This is a dry, hot time, and when walking out in the valley grasslands and riparian corridors there are many flycatchers eating the abundance of insects that fly up around me. Flycatchers are insect eaters, and today there are families of many different species busily catching food for their fledglings. Each one has their beak full of moths, grasshoppers, beetles, and other flying insects. The two I see in front of me now are the Ash-throated Flycatcher, Myiarchus cinerascens, and the Western Kingbird, Tryannus verticalis.
The Ash-throated Flycatcher sits on the fence as two more land nearby, then a fourth shows up to feed one of them. It has been a long time since I have seen this many of these pleasant looking birds. This bird is larger than the Black Phoebe flycatcher but smaller than a Robin, with a long, slender shape and often peaked crown. It has a whitish throat, yellow belly, rufous tail and wings, and is reddish dull brown on top. I see the rufous wing/tail feathers when they turn away. The adult has a mouth full of insects and flies over to one of the juvenile birds that appears as large as the adult. The other juvenile is begging for food too while the other adult bird flies off to find more insects.
Ash-throated Flycatchers are secondary cavity nesters and will use human-made nest boxes. An interesting fact about them is that about 5% of their nest have snakeskin in them while 98% have mammal fur in them mostly from rabbits! They are tolerant of high temperatures and do not need to drink water, getting their water from the insects they eat, so are adapted for desert or dry environments. These flycatchers have a year-round presence in parts of extreme southeastern California but everywhere else in California they are migrants. They move south during late summer and early fall, departing the United States by mid-September. Most spend the winters on the Pacific Slope from Mexico to Honduras, and so we only get to see these lovely birds for a short time during spring and summer.

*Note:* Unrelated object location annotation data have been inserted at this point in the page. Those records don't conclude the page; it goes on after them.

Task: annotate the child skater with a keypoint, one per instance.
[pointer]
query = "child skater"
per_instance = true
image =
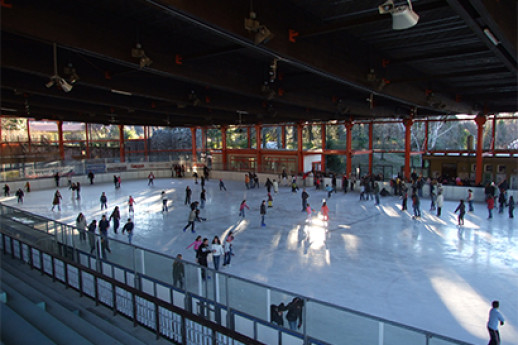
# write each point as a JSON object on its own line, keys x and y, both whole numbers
{"x": 462, "y": 211}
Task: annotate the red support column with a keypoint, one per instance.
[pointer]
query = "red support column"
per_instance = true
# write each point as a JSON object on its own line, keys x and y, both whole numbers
{"x": 193, "y": 145}
{"x": 371, "y": 131}
{"x": 29, "y": 141}
{"x": 480, "y": 120}
{"x": 258, "y": 136}
{"x": 223, "y": 130}
{"x": 300, "y": 156}
{"x": 426, "y": 128}
{"x": 146, "y": 147}
{"x": 323, "y": 156}
{"x": 283, "y": 137}
{"x": 121, "y": 144}
{"x": 87, "y": 132}
{"x": 493, "y": 136}
{"x": 348, "y": 148}
{"x": 408, "y": 141}
{"x": 60, "y": 143}
{"x": 204, "y": 139}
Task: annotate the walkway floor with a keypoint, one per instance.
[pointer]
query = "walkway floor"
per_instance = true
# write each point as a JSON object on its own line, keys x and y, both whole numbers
{"x": 426, "y": 273}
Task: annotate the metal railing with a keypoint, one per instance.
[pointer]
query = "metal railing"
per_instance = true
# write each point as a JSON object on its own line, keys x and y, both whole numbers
{"x": 229, "y": 301}
{"x": 159, "y": 316}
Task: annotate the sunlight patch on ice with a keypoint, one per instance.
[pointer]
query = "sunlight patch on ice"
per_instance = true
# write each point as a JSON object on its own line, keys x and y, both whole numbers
{"x": 391, "y": 211}
{"x": 471, "y": 310}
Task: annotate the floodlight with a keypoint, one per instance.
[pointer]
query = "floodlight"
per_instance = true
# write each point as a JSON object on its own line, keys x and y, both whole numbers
{"x": 404, "y": 17}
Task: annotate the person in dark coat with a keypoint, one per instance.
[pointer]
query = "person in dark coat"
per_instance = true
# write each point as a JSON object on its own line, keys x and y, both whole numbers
{"x": 19, "y": 193}
{"x": 294, "y": 313}
{"x": 91, "y": 177}
{"x": 276, "y": 312}
{"x": 178, "y": 272}
{"x": 201, "y": 254}
{"x": 116, "y": 216}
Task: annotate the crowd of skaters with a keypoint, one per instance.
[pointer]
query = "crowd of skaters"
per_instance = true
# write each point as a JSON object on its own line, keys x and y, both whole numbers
{"x": 369, "y": 190}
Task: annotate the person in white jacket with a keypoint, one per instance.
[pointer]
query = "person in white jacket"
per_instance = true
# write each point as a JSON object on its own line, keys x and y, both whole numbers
{"x": 440, "y": 202}
{"x": 217, "y": 251}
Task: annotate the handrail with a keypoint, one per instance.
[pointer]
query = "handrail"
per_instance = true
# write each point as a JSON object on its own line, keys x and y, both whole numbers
{"x": 425, "y": 333}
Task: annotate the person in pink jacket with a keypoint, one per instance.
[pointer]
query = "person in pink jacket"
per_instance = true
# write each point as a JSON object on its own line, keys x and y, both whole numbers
{"x": 242, "y": 208}
{"x": 490, "y": 205}
{"x": 325, "y": 211}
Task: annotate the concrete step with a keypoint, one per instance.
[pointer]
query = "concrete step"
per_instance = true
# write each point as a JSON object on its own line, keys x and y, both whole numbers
{"x": 84, "y": 313}
{"x": 16, "y": 330}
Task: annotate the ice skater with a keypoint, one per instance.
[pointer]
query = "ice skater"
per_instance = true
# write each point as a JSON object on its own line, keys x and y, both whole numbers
{"x": 227, "y": 247}
{"x": 262, "y": 211}
{"x": 203, "y": 198}
{"x": 416, "y": 205}
{"x": 470, "y": 201}
{"x": 81, "y": 226}
{"x": 217, "y": 251}
{"x": 490, "y": 205}
{"x": 104, "y": 201}
{"x": 116, "y": 216}
{"x": 19, "y": 194}
{"x": 440, "y": 203}
{"x": 163, "y": 196}
{"x": 275, "y": 186}
{"x": 91, "y": 235}
{"x": 242, "y": 208}
{"x": 462, "y": 211}
{"x": 190, "y": 221}
{"x": 309, "y": 212}
{"x": 57, "y": 200}
{"x": 201, "y": 255}
{"x": 304, "y": 195}
{"x": 188, "y": 193}
{"x": 196, "y": 244}
{"x": 178, "y": 272}
{"x": 128, "y": 227}
{"x": 325, "y": 211}
{"x": 404, "y": 196}
{"x": 495, "y": 319}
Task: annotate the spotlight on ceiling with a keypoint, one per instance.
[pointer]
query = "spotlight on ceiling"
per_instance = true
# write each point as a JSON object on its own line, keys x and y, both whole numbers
{"x": 138, "y": 52}
{"x": 62, "y": 83}
{"x": 403, "y": 16}
{"x": 55, "y": 79}
{"x": 262, "y": 33}
{"x": 71, "y": 73}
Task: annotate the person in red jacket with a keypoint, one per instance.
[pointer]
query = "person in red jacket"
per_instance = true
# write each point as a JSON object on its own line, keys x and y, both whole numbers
{"x": 490, "y": 205}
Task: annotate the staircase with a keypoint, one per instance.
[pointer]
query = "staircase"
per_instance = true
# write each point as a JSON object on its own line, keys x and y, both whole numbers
{"x": 36, "y": 310}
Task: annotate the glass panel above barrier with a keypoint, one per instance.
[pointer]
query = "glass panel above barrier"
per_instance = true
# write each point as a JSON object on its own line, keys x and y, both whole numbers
{"x": 248, "y": 297}
{"x": 396, "y": 335}
{"x": 336, "y": 326}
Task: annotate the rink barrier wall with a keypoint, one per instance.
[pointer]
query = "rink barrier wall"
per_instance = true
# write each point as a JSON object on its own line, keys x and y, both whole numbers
{"x": 56, "y": 249}
{"x": 452, "y": 193}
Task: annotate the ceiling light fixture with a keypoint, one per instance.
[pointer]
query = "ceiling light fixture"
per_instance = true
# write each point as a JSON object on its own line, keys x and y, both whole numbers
{"x": 55, "y": 79}
{"x": 262, "y": 33}
{"x": 491, "y": 37}
{"x": 138, "y": 52}
{"x": 403, "y": 16}
{"x": 70, "y": 71}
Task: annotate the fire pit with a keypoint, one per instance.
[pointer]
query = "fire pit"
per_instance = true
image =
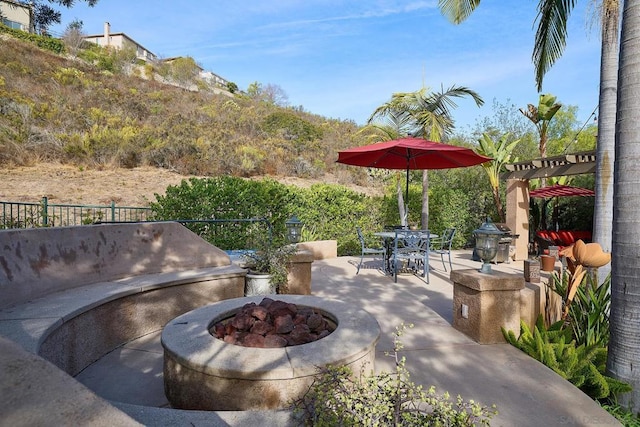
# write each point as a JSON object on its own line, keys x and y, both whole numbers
{"x": 202, "y": 372}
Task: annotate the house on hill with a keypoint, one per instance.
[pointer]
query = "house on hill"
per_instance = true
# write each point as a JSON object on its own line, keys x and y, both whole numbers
{"x": 16, "y": 15}
{"x": 120, "y": 41}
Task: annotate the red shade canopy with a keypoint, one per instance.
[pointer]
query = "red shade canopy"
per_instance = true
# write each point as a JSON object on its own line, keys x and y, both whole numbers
{"x": 411, "y": 153}
{"x": 561, "y": 191}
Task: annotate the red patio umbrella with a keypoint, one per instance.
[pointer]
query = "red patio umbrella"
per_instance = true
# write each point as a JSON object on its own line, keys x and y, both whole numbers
{"x": 561, "y": 191}
{"x": 411, "y": 154}
{"x": 557, "y": 191}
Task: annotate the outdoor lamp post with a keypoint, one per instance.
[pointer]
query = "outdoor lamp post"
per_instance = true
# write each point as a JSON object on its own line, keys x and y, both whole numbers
{"x": 294, "y": 229}
{"x": 487, "y": 238}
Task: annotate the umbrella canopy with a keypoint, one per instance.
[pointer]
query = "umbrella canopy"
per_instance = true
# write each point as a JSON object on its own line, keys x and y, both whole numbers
{"x": 411, "y": 154}
{"x": 561, "y": 191}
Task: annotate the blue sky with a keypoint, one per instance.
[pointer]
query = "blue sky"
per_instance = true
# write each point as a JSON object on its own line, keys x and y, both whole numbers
{"x": 343, "y": 58}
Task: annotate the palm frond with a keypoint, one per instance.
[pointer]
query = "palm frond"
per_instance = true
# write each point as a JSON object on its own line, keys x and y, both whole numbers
{"x": 551, "y": 35}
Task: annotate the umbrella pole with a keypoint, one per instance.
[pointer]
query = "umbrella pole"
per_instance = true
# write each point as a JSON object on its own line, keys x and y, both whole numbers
{"x": 406, "y": 191}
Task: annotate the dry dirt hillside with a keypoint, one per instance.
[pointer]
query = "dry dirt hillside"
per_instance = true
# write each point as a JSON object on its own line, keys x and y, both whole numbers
{"x": 74, "y": 185}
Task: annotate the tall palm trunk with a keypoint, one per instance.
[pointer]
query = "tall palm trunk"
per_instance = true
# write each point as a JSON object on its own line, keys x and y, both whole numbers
{"x": 624, "y": 344}
{"x": 605, "y": 149}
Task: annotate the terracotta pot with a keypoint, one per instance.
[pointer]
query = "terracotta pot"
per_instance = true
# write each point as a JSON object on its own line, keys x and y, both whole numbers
{"x": 547, "y": 262}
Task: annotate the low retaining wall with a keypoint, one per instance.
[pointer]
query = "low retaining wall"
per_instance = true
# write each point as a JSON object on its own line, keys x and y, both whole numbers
{"x": 72, "y": 294}
{"x": 40, "y": 261}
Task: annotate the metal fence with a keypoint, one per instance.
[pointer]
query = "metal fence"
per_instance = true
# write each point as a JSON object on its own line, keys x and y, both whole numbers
{"x": 45, "y": 214}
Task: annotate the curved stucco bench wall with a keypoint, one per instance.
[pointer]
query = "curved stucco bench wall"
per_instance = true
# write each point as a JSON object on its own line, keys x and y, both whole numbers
{"x": 72, "y": 294}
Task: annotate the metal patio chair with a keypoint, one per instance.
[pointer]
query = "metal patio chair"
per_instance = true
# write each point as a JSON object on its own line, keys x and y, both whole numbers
{"x": 368, "y": 250}
{"x": 442, "y": 246}
{"x": 411, "y": 251}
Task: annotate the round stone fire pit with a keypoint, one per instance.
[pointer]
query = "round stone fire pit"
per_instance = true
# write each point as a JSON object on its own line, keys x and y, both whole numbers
{"x": 202, "y": 372}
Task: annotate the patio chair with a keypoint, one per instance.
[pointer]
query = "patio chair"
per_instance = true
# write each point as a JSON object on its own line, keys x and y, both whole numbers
{"x": 442, "y": 246}
{"x": 367, "y": 250}
{"x": 411, "y": 248}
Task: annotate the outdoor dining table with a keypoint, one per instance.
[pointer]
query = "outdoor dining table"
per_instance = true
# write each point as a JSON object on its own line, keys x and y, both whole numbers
{"x": 388, "y": 238}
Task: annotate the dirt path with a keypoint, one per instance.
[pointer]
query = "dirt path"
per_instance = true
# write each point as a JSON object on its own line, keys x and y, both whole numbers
{"x": 126, "y": 187}
{"x": 69, "y": 184}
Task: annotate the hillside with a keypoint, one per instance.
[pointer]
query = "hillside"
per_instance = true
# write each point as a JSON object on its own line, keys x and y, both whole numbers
{"x": 61, "y": 110}
{"x": 126, "y": 187}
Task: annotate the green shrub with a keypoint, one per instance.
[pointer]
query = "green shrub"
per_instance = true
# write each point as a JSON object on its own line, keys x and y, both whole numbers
{"x": 332, "y": 211}
{"x": 337, "y": 398}
{"x": 291, "y": 127}
{"x": 589, "y": 311}
{"x": 335, "y": 211}
{"x": 583, "y": 366}
{"x": 229, "y": 198}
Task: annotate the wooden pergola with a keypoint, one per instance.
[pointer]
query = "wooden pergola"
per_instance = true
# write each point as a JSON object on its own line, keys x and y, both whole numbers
{"x": 518, "y": 176}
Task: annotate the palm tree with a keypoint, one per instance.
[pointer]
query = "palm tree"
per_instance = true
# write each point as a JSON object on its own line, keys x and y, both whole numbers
{"x": 395, "y": 126}
{"x": 550, "y": 40}
{"x": 427, "y": 115}
{"x": 500, "y": 152}
{"x": 617, "y": 131}
{"x": 541, "y": 116}
{"x": 624, "y": 326}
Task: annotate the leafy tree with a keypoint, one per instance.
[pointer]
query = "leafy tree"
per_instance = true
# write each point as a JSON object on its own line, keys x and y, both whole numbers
{"x": 428, "y": 115}
{"x": 183, "y": 70}
{"x": 232, "y": 87}
{"x": 73, "y": 36}
{"x": 541, "y": 116}
{"x": 272, "y": 94}
{"x": 501, "y": 153}
{"x": 624, "y": 348}
{"x": 550, "y": 41}
{"x": 44, "y": 15}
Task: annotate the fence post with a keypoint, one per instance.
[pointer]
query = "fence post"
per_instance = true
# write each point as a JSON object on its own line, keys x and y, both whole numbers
{"x": 45, "y": 211}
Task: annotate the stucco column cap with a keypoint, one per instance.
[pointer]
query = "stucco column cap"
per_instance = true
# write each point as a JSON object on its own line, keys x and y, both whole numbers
{"x": 496, "y": 281}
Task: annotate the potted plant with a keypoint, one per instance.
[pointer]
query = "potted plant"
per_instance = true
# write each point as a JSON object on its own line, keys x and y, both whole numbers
{"x": 268, "y": 269}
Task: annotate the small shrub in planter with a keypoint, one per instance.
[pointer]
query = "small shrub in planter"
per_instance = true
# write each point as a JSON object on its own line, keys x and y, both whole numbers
{"x": 273, "y": 261}
{"x": 336, "y": 398}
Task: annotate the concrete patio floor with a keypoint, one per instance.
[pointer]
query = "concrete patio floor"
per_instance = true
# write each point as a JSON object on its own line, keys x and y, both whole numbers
{"x": 525, "y": 392}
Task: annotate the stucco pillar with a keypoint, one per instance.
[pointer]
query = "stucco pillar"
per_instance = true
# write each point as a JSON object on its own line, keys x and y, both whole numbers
{"x": 518, "y": 215}
{"x": 485, "y": 303}
{"x": 299, "y": 278}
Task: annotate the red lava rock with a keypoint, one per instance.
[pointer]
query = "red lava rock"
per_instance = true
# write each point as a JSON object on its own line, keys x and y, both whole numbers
{"x": 274, "y": 341}
{"x": 283, "y": 324}
{"x": 261, "y": 327}
{"x": 243, "y": 321}
{"x": 253, "y": 340}
{"x": 315, "y": 321}
{"x": 259, "y": 312}
{"x": 272, "y": 324}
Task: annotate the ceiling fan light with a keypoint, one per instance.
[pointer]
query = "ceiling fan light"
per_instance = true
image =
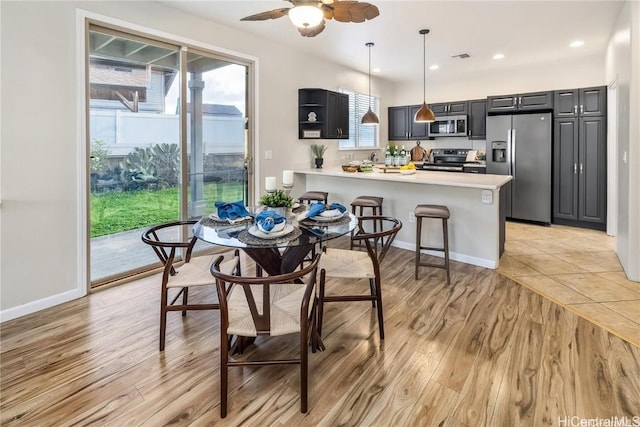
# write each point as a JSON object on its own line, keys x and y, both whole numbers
{"x": 424, "y": 114}
{"x": 370, "y": 118}
{"x": 306, "y": 16}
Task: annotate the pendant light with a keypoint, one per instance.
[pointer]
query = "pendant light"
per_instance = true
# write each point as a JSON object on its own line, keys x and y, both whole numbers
{"x": 424, "y": 114}
{"x": 370, "y": 117}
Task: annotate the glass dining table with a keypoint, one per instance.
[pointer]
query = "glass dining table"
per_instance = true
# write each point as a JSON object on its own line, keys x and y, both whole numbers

The Western Kingbird is also a flycatcher that migrates from Mexico and Central America in early spring to nest in our valley. This is a gray-headed bird with a yellow belly and a whitish throat. Its tail is black with white sides which are conspicuous in flight. They are not cavity nesters but rather the females build a bulky open cup of woven grass stems, rootlets, fine twigs, and lichen. Kingbirds ferociously defend their territories with wing fluttering and highly vocal attacks. I have often seen both male and female pairs chasing away large raptors such as a Bald Eagle, a Red-tailed Hawk, and a Common Raven. I often see them on a high perch such as a tall tree top or an electrical wire, hunting and watching over their territory. Kingbirds are like hawks on insects, catching them acrobatically in the air and sometimes filling their short stout bills to capacity. They will also hunt and eat terrestrial prey like grasshoppers and crickets. Sometimes kingbirds can be seen eating elderberry, hawthorn, and other small berries.
Both species’ populations are stable at this point. However, because they eat insects, they are susceptible to pesticides. There are other perils. The Ash-throated, being a secondary cavity nester, has succumbed to 4-inch metal or plastic standing pipes that are not capped. The fledglings are unable to get out of these pipes after falling in and die inside of them. We have made sure on the mitigation lands that our large fencing, irrigation, and well markers are all capped to prevent this from happening!
As I watch these two species of flycatchers hunting insects, making similar yet quite distinct sounds, I enjoy the grace and subtleness of their colors and outlines. These birds will depart on their long journeys in just a few weeks, heading back to their homes. In the meantime, they will be busy raising their young and getting them ready for independence. The challenges and wonder of this life cycle fill my thoughts as I return to my car.